Dal rumore all’espansione
Uno degli elementi posti al centro del dibattito riguarda il rumore. Per questo motivo in qualche aeroporto sono stati modificati arrivi e partenze di notte.
C’è poi un altro elemento che interessa abitanti, amministrazioni comunali e società di gestione degli scali aeroportuali: la crescita delle città e degli aeroporti.
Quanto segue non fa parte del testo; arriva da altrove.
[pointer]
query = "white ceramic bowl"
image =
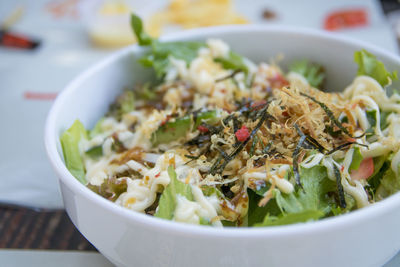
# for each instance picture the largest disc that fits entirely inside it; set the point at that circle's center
(367, 237)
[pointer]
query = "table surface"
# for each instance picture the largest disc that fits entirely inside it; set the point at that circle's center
(27, 229)
(52, 229)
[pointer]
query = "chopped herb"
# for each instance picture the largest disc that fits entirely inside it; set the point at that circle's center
(342, 200)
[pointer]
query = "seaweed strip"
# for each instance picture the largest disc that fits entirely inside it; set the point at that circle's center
(342, 200)
(232, 75)
(253, 145)
(295, 157)
(267, 148)
(343, 146)
(315, 143)
(310, 142)
(214, 169)
(329, 113)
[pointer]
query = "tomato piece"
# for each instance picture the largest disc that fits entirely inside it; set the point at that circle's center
(365, 170)
(202, 129)
(278, 81)
(242, 134)
(343, 19)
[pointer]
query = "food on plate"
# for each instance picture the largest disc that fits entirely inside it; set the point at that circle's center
(216, 139)
(193, 14)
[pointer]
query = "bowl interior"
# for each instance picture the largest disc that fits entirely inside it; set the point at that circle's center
(87, 98)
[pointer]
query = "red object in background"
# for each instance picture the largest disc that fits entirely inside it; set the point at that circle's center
(17, 41)
(345, 19)
(39, 96)
(242, 134)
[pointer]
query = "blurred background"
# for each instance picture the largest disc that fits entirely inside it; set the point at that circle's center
(44, 44)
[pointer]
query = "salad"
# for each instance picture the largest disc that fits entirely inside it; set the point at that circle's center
(216, 139)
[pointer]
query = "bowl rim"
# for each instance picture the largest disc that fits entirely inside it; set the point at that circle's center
(337, 222)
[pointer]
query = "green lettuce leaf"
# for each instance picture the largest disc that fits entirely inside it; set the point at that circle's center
(357, 158)
(233, 62)
(257, 214)
(160, 52)
(389, 185)
(111, 188)
(178, 128)
(95, 152)
(125, 103)
(369, 65)
(137, 26)
(96, 129)
(313, 72)
(313, 196)
(168, 201)
(291, 218)
(70, 140)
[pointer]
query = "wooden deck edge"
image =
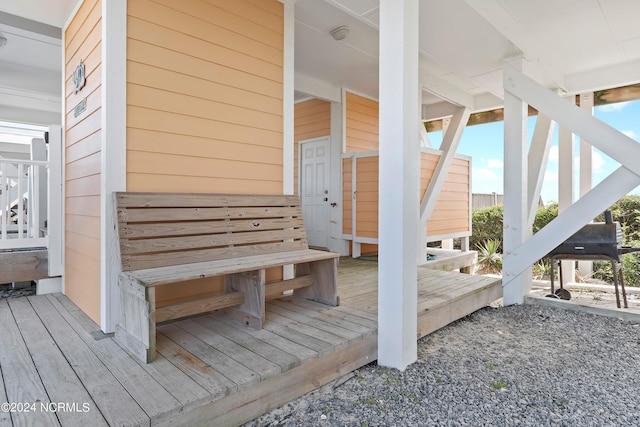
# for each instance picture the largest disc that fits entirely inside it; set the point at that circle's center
(431, 320)
(250, 403)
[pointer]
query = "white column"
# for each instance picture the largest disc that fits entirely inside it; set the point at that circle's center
(114, 151)
(516, 230)
(585, 268)
(566, 177)
(398, 188)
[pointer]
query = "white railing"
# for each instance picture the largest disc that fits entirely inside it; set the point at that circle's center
(20, 222)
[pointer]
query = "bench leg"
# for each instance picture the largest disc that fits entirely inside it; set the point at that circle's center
(251, 313)
(324, 288)
(136, 330)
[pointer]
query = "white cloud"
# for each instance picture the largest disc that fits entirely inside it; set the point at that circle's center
(495, 163)
(486, 174)
(613, 108)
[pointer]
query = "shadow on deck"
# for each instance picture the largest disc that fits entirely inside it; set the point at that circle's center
(210, 369)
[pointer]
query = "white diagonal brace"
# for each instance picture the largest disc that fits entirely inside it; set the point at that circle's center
(448, 147)
(537, 161)
(613, 143)
(615, 186)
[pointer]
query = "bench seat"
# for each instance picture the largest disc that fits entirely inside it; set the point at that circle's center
(170, 238)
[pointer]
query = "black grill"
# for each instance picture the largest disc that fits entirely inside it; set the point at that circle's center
(596, 241)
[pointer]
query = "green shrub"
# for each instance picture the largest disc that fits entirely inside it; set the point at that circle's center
(487, 225)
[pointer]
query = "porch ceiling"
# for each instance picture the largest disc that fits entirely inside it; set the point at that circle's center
(574, 45)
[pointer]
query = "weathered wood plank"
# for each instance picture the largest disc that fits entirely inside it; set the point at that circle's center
(274, 290)
(144, 230)
(133, 215)
(216, 384)
(110, 396)
(262, 348)
(22, 382)
(170, 274)
(154, 200)
(256, 363)
(297, 350)
(210, 240)
(60, 381)
(202, 305)
(22, 266)
(141, 262)
(241, 376)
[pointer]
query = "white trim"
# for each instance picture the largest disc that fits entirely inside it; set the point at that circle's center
(399, 176)
(55, 202)
(450, 142)
(113, 154)
(73, 14)
(364, 95)
(288, 136)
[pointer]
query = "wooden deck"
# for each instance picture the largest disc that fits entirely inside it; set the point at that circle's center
(210, 370)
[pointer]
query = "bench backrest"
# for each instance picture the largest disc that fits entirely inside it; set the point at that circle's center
(162, 229)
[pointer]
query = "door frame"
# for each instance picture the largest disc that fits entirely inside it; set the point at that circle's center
(330, 171)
Argomento al centro della discussione anche tra le organizzazioni professionali.
L’ordine degli architetti
«L’espansione degli aeroporti rappresenta la necessità di potenziare e implementare il trasporto veloce - dice Alessandro Panci, presidente dell’Ordine degli architetti di Roma e Provincia - questa attività va poi contestualizzata e armonizzata con il contesto in cui si inserisce». Secondo il presidente dell’ordine degli architetti, per evitare di cadere nella sindrome di Nimby, è necessario avviare un percorso che prevede quattro step.
Quattro step da seguire
Osservazione, valutazione, pianificazione e compensazione. «Quando si fa un intervento di questo tipo è necessario partire dallo stato delle cose e quindi dall’osservazione si deve fare una valutazione che riguarda tutti gli aspetti legati ai luoghi - aggiunge Panci - solo con un quadro completo è bene proseguire con una pianificazione, tenendo conto di tutte le esigenze. E una volta avviati gli interventi si può passare anche alla fase di compensazione in un dialogo tra il soggetto che deve portare avanti le iniziative e chi si trova nei luoghi interessati agli interventi».